У ворот ей на голову накинули глубокий капюшон. Эльза не видела дороги. Лишь слышала, ощущала всем телом, как гулкие удары копыт по наезженному тракту сменились звонким щелканьем подков по булыжнику мостовой. Кавалькада встала, и ее сняли с лошади. Капюшон сбился, теперь она могла хоть что-то видеть. Ее подхватили под руки, стремительно вознесли по массивным ступеням. Сами собой отворились высокие двери. Эльза успела разглядеть золоченые ручки в виде драконов. На миг почудилось: драконы несут стражу, выпучив глаза из императорского жадеита. Распознают врага – оживут, вырастая в размерах, распахнут клыкастые пасти…
Лестницы и галереи. Анфилады комнат с отделкой из яшмы и мрамора, оникса и полосчатого скарна. Бархат портьер, ковровые дорожки. Яркое пламя свечей в шандалах, отблески огня в лакированных половицах. Тени на стенах; тени, спешащие убраться прочь, раствориться в темноте нефов и боковых коридоров. Стража? Слуги? Призраки? Сивилле приходилось бежать, чтобы поспевать за конвоирами. Оступись она, замешкайся – подхватят и понесут, не издав и звука. Эльза была уверена: ее стражи лишены языков, или немы от рождения. Наконец перед ними открылись последние двери: узорчатые, с инкрустацией перламутром, с парой серебряных единорогов. Открылись – и сомкнулись за спиной.

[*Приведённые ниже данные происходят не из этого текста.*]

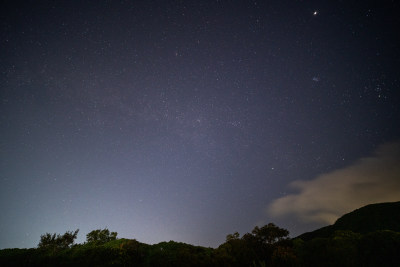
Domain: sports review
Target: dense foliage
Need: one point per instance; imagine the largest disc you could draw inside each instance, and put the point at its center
(268, 245)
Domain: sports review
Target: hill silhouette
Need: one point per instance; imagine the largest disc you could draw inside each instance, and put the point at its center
(368, 236)
(370, 218)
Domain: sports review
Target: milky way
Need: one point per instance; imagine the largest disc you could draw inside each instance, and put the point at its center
(185, 120)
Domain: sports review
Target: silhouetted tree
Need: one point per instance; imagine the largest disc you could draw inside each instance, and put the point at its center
(270, 234)
(54, 241)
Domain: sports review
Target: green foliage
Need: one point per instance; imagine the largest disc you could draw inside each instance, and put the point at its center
(268, 245)
(101, 236)
(56, 241)
(270, 234)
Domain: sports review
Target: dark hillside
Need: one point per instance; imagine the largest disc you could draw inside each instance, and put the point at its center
(370, 218)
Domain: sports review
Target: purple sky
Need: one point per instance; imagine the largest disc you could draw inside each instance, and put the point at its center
(187, 120)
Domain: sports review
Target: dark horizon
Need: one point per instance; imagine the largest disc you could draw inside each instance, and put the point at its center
(188, 120)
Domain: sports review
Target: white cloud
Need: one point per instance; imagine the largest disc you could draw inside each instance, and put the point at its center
(329, 196)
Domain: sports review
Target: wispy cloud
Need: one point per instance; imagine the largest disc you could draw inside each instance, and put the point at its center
(327, 197)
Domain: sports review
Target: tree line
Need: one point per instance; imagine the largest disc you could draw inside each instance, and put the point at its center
(268, 245)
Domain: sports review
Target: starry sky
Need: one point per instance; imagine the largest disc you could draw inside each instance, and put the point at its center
(190, 120)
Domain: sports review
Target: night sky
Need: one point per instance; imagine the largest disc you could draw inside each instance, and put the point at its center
(190, 120)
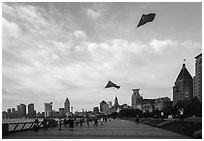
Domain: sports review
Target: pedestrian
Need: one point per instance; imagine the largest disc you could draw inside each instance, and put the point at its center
(36, 125)
(71, 125)
(65, 122)
(101, 121)
(162, 115)
(181, 113)
(137, 119)
(45, 124)
(95, 122)
(81, 122)
(87, 121)
(60, 124)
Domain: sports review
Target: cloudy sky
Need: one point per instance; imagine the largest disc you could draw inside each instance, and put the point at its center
(51, 51)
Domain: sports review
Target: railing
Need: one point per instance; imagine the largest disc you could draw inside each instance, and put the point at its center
(16, 127)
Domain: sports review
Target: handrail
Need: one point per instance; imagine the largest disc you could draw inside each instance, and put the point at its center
(18, 126)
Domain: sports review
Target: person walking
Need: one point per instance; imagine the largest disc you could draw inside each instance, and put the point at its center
(36, 125)
(101, 121)
(60, 126)
(81, 122)
(45, 124)
(71, 124)
(181, 113)
(95, 122)
(87, 122)
(137, 119)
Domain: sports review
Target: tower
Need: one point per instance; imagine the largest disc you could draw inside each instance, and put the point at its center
(198, 78)
(31, 111)
(48, 109)
(183, 88)
(67, 107)
(136, 101)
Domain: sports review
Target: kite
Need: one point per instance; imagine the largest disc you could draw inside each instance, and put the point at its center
(111, 84)
(146, 18)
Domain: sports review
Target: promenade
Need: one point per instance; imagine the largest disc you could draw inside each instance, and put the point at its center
(116, 129)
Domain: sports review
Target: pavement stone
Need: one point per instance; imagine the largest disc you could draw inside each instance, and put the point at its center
(116, 129)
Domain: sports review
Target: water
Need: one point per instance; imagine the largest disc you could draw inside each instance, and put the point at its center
(17, 120)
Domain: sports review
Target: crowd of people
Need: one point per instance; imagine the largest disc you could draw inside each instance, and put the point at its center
(72, 121)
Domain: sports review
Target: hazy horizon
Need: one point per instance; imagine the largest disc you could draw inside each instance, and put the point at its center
(51, 51)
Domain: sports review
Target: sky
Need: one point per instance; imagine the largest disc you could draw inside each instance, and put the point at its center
(51, 51)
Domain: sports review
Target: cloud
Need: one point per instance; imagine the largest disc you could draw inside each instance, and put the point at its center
(44, 59)
(93, 13)
(10, 29)
(159, 46)
(80, 35)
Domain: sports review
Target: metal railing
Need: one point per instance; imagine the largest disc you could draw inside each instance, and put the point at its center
(17, 127)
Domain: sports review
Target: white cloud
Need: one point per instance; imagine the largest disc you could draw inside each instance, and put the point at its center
(10, 29)
(48, 61)
(160, 46)
(80, 35)
(93, 13)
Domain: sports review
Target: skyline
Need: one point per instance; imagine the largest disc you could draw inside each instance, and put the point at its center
(51, 51)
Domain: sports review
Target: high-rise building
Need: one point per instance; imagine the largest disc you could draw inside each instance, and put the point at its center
(67, 107)
(61, 112)
(198, 78)
(31, 111)
(4, 115)
(48, 109)
(9, 113)
(18, 111)
(101, 105)
(136, 101)
(109, 103)
(96, 110)
(183, 88)
(116, 104)
(13, 113)
(104, 107)
(22, 110)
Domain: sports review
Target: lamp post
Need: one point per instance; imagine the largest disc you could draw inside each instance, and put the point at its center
(51, 109)
(83, 112)
(72, 110)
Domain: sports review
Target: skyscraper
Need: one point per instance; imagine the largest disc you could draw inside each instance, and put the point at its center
(61, 112)
(18, 111)
(31, 111)
(48, 109)
(198, 78)
(67, 107)
(136, 101)
(183, 88)
(22, 110)
(9, 113)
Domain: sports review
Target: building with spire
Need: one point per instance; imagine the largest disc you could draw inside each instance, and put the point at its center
(67, 107)
(197, 91)
(136, 101)
(183, 86)
(116, 104)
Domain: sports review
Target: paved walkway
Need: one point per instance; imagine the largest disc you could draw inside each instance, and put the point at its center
(116, 129)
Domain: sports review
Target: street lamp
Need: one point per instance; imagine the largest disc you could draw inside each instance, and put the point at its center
(51, 109)
(72, 110)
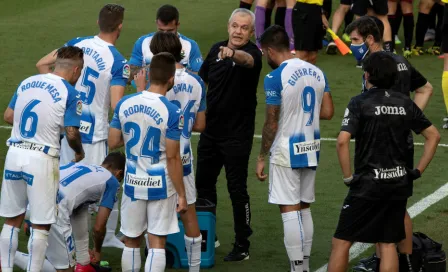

Безмолвные стражи остались снаружи.
Здесь было жарко натоплено, в отличие от остального дворца, где сивиллу спасал от сквозняков лишь меховый плащ гвардейца. Она сбросила капюшон; принюхалась. Пахло горячим воском и маслом, а еще – бедой. Страданием, больным телом. Эльзе были хорошо знакомы эти флюиды. Их не мог заглушить ни пряный аромат фимиама, курящегося на эбеновой подставке, ни вонь лекарственных мазей. Лампады едва горели, стены комнаты терялись во мраке. Одинокая свеча на столе выхватывала из тьмы ряды склянок со снадобьями, медный тазик с водой, пухлый ком нащипанной корпии, чистые ленты полотна для перевязки – и разложенные на холсте инструменты хирурга. Ланцеты и зажимы, щипцы и кривые иглы, крючки – и узкая, идеально отполированная мелкозубая пила. Эльза задрожала при виде этой пилы. Перед сивиллой, как из тумана, проступила комната целиком – насколько позволяло скудное освещение. Второй столик, поменьше; высокая, оплетенная лозой бутыль, рядом – золотой кубок. Кушетка с атласным сиденьем, два кресла-раскоряки, похожие на жаб; шкаф-секретер в углу, еще один шкаф, под потолок – не иначе, платяной. И широкая кровать под балдахином. Присмотревшись, Эльза поняла, что балдахина на самом деле нет. Четыре столбика по углам кровати – на месте, а то, что должно на них покоиться, отсутствует.